HET BEELD VAN ELIA’S VERZOENDAG

Nadat de zoon van de weduwe tot leven was gewekt droeg God Elia op om terug naar Israël te keren om met Achab te spreken. De koning beschuldigde Elia ervan dat hij degene was die al de problemen in het land had veroorzaakt, waarmee hij doelde op de hongersnood. Maar Elia wees Achab als schuldige aan van de hongersnood, vanwege zijn ongehoorzaamheid jegens God en Zijn wet. Er zitten altijd twee kanten aan een geschil, maar als christenen voegen we ons bij Elia. Telkens als wij weigeren om Gods Woord te horen of te gehoorzamen zullen we een hongersnood van horen en gehoorzamen ervaren.

De les die in deze beelden en schaduwen zit is dat de Kerk grotendeels de goddelijke wet heeft verworpen, denkende dat deze onbelangrijk of slechts was. Jezus vertelde dat wij bij ELK WOORD dat God spreekt moeten leven, in plaats van voorkeuzes hebben en  bepaalde stukken eruit halen die we willen horen. Omdat de Kerk grotendeels de wet heeft verworpen ontvingen zij erg weinig openbaring vanuit de wet. Dit is ook de reden dat er een hongersnood heerst van het horen en begrijpen van de boodschap van Loofhutten en vele andere onderwijzingen. Het Loofhuttenfeest was bijna onbekend binnen christelijke kringen tot aan halverwege de twintigste eeuw. Vandaag de dag komt de wet eindelijk weer tot leven en gaan de christenen inzien dat zij wonderlijke openbaringen van het Woord hebben gemist vanwege het niet bestuderen van de wet.

Elia en Achab besloten de confrontatie aan te gaan op de berg Karmel om zo te zien wiens standpunt de juiste was:

20 Daarop stuurde Achab boden naar alle Israëlieten, en bracht de profeten op de berg Karmel bijeen. 21 Toen kwam Elia naar voren, bij heel het volk, en zei: Hoelang hinkt u nog op twee gedachten? Als de HEERE God [Yahweh] is, volg Hem, maar als het de Baäl is, volg hem! Maar het volk antwoordde hem niet één woord. 22 Toen zei Elia tegen het volk: Alleen ík ben overgebleven als profeet van de HEERE, maar de profeten van de Baäl zijn met vierhonderdvijftig man.

23 Laat men ons dan twee jonge stieren geven.

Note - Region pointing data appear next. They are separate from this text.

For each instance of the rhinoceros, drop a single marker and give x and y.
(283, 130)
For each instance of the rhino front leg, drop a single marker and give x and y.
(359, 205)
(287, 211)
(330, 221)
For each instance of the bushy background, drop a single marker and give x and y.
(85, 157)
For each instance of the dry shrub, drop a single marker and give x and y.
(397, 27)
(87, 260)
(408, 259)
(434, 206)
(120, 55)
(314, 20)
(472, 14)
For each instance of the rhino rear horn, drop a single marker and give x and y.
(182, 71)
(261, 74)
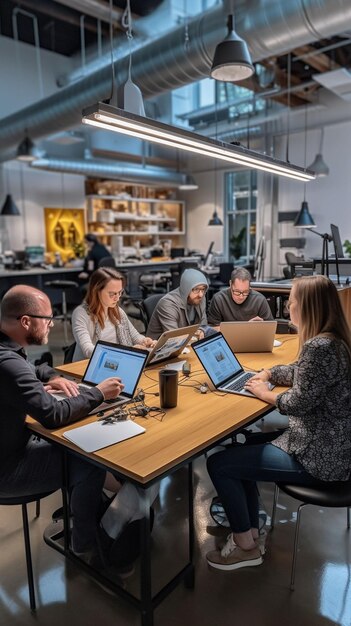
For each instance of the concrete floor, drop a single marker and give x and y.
(259, 596)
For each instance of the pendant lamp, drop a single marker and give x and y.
(232, 60)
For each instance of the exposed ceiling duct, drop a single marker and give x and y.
(166, 64)
(118, 171)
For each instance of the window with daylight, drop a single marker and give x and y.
(241, 203)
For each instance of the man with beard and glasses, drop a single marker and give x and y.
(29, 465)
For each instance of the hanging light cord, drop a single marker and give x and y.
(113, 75)
(305, 152)
(288, 118)
(127, 24)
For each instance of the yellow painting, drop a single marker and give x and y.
(64, 229)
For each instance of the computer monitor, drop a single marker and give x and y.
(177, 253)
(339, 251)
(208, 254)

Laten zij voor zich de ene stier kiezen, die in stukken verdelen en op het hout leggen, maar ze mogen er geen vuur bij leggen. Dan zal ík de andere stier klaarmaken en op het hout leggen, maar er geen vuur bij leggen. 24 Roept u daarna de naam van uw god aan, dan zal ík de Naam van de HEERE aanroepen. En de God Die door vuur antwoordt, Die is God. En het hele volk antwoordde en zei: Dat is goed.

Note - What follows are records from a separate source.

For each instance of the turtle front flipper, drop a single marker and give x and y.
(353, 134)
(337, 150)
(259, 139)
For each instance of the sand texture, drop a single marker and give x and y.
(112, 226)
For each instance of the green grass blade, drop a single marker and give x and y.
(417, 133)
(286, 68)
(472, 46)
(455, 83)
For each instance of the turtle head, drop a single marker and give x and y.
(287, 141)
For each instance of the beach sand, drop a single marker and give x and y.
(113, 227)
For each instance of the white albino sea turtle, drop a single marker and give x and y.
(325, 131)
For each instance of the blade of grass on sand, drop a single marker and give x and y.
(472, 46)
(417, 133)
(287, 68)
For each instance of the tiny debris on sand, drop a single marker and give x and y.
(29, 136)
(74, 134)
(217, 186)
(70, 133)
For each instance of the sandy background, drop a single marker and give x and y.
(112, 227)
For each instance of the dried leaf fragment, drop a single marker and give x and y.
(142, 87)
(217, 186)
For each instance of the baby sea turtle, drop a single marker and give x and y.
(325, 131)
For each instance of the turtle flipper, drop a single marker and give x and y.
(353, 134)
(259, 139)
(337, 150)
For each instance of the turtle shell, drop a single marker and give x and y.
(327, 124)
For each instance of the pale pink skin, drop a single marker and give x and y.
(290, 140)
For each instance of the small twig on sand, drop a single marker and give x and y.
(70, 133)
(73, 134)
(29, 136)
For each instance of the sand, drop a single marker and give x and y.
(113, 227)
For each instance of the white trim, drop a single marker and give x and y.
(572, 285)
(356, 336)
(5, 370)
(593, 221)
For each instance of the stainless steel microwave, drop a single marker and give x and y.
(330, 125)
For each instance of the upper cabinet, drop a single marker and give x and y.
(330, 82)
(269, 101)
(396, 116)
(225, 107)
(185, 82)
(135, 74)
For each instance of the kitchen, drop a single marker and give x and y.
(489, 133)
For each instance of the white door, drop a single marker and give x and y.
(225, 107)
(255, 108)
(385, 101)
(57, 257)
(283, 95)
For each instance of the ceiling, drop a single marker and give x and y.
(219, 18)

Dit was de grote dag van beslissing voor het volk op de berg Karmel. Het was een dag om te kiezen wie ze zouden dienen. Het was een dag waarbij het volk op het hek zat, niet wetende welk woord waarheid was of te bang om sympathie te tonen voor Elia. Ziet u de overeenkomsten met de dag waarop de twaalf verkenners hun slechte verslag uitbrachten, waarbij het volk moest kiezen welk verslag zij geloofden; het slechte verslag van de tien verkenners of het goede verslag van Jozua en Kaleb. Zouden zij ervoor kiezen om het Loofhuttenfeest nu wel of niet te vervullen?

Dit is de enorm geestelijke worsteling binnen de Kerk. Het probleem is niet de wereld, het probleem is de Kerk. Het was Ismaël die Izak vervolgde. Het was Saul die David vervolgde. Het was de Nieuwtestamentische Saul(us) die de vroege Kerk vervolgde. Het is het rijk van Pinksteren dat het rijk van Loofhutten vervolgd. Het zijn altijd degene die een belemmerde visie van God hebben die degene die juist meer van God willen ervaren vervolgen. De vraag blijft hetzelfde: zullen ze zelf de verantwoordelijkheid nemen en berouw tonen vanwege het weigeren van het horen van het Woord, waardoor ze een hongersnood veroorzaakt hebben? Of zullen ze volharden in het beschuldigen van Elia, het gezelschap van overwinnaars, voor al de problemen binnen de Kerk?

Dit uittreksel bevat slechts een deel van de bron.